“Grandi opere, tangenti e favori”: così titola oggi il primo quotidiano italiano. Ma so di vivere in un paese in cui si può anche titolare così: “Piccole opere, tangenti e favori”. Perché i lupi sono tanti e Lupi, che ora si trova nei guai, non è tra i peggiori. Il male principale dei lupi nostrani non è nell’esser lupi ma nel voler apparire agnelli. Capretti. Nella celebre favola classica – Lupus et agnus – il lupo fa il suo mestiere e mangia l’agnello. Ma la chiarezza della cattiveria e del sopruso mal si addice a un popolo che è stato abituato a governare con i paternostri. Il caso di Roberto Helg – presidente della Confcommercio di Palermo che organizzava convegni per contrastare la corruzione e che è stato arrestato in flagranza di reato – è una tipica storia italiana in cui a fare la morale non è Goldoni ma il bugiardo.
Maurizio Lupi, ministro dei Trasporti e delle Infrastrutture, deve ora occuparsi del figlio per difenderlo dalla bufera nella quale è venuto a trovarsi. Fa bene a fare il buon padre. Solo che – come diceva la buonanima di Enzo Jannacci – se me lo dicevi prima era meglio. Nell’inchiesta detta “sistema”, che ha portato in galera il potente Ercole Incalza – capo della struttura tecnica di missione del ministero delle Infrastrutture – e gli imprenditori Stefano Perotti e Francesco Cavallo, i Lupi, padre e figlio, non sono coinvolti. Però, proprio il figlio del ministro, Luca, fu assunto – secondo le carte della Procura di Firenze – nel cantiere Eni e pagato da Perotti e lo stesso imprenditore regalò al figlio del ministro un Rolex di 10mila euro per il conseguimento della laurea. Certe cose non si fanno non perché siano reati ma perché non sta bene farle. L’assunzione del pur valente figlio di un ministro da parte di un imprenditore che lavora col ministero è peggio di un crimine – direbbe Talleyrand – è un errore. Chi sbaglia paga ma Lupi ha già fatto sapere che non intende dimettersi. Lupi sa di essere buono e bravo e si stupisce che ci siano dei lupi che approfittano di un errore e lo vogliono sbranare come un agnello.

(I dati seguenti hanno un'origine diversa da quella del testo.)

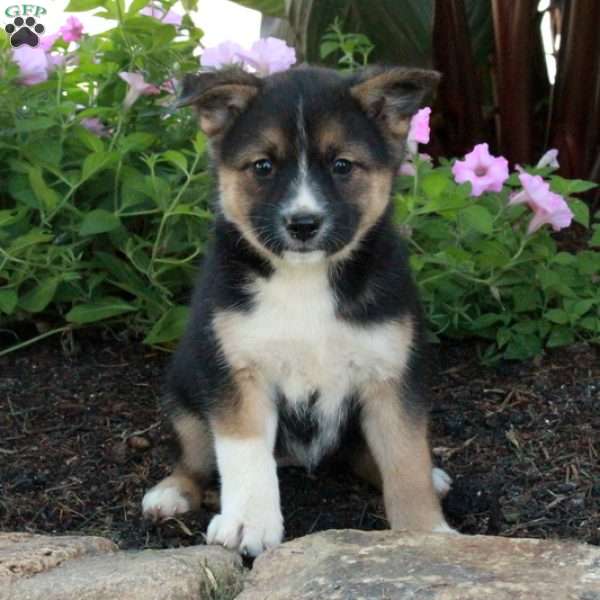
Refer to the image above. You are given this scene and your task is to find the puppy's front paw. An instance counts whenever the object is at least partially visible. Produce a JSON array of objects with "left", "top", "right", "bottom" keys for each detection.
[
  {"left": 206, "top": 511, "right": 283, "bottom": 556},
  {"left": 142, "top": 484, "right": 191, "bottom": 521},
  {"left": 431, "top": 467, "right": 452, "bottom": 498}
]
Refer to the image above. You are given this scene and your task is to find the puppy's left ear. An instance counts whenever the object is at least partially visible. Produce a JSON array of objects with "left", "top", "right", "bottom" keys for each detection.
[
  {"left": 175, "top": 67, "right": 262, "bottom": 141},
  {"left": 350, "top": 67, "right": 441, "bottom": 138}
]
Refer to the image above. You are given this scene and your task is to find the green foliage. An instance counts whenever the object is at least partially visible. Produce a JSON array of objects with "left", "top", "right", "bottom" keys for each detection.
[
  {"left": 395, "top": 159, "right": 600, "bottom": 361},
  {"left": 319, "top": 17, "right": 375, "bottom": 71},
  {"left": 0, "top": 0, "right": 212, "bottom": 352}
]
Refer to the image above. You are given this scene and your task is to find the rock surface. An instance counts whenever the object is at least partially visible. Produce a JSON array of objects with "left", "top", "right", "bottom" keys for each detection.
[
  {"left": 0, "top": 532, "right": 117, "bottom": 594},
  {"left": 238, "top": 530, "right": 600, "bottom": 600},
  {"left": 0, "top": 534, "right": 243, "bottom": 600}
]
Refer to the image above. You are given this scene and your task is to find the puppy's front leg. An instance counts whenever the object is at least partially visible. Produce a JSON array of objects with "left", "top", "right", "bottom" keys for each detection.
[
  {"left": 362, "top": 382, "right": 453, "bottom": 532},
  {"left": 207, "top": 371, "right": 283, "bottom": 556}
]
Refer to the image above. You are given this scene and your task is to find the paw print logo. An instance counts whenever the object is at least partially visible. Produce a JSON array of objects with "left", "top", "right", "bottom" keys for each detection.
[{"left": 4, "top": 17, "right": 44, "bottom": 48}]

Il problema degli italiani è che sono troppo buoni. La morale pubblica di casa nostra è tutta intessuta della declamazione di grandi principi e di massimi sistemi. Siamo tutti buoni. Teniamo famiglia e adoriamo non solo Bambin Gesù ma anche la recita di Natale che è il prototipo della messa in scena nazionale. Anche il cristianesimo abbiamo trasformato in una scenetta. Non ci sono lupi, siamo tutti agnelli. E se il mondo è pieno di lupi noi con la declamazione dei grandi principi e dei massimi sistemi li convertiamo in agnelli. L’uomo non è per noi un lupo ma un agnello, addirittura un angelo e se gli uomini sono angeli non abbiamo bisogno del governo ma al massimo di qualche paternostro e dei soliti grandi principi e massimi sistemi. Sarebbe così bello e così buono un mondo pieno di lupi: finalmente potremmo avere un governo delle cose umane basato sulla consapevolezza – la cristiana felix culpa – del male necessario. Invece, il mondo italiano è così brutto e così cattivo perché è pieno di agnelli e l’idea che abbiamo del governo è quella del bene ottimo massimo. Il governo, come il mitico Mida, trasforma in oro ciò che tocca. Per la finta cultura italiana non vale più il detto che chi agnello si fa il lupo se lo mangia ma, al contrario, chi lupo si fa l’agnello lo converte. Siamo troppo buoni. Perciò siamo così corrotti. Nell’anima.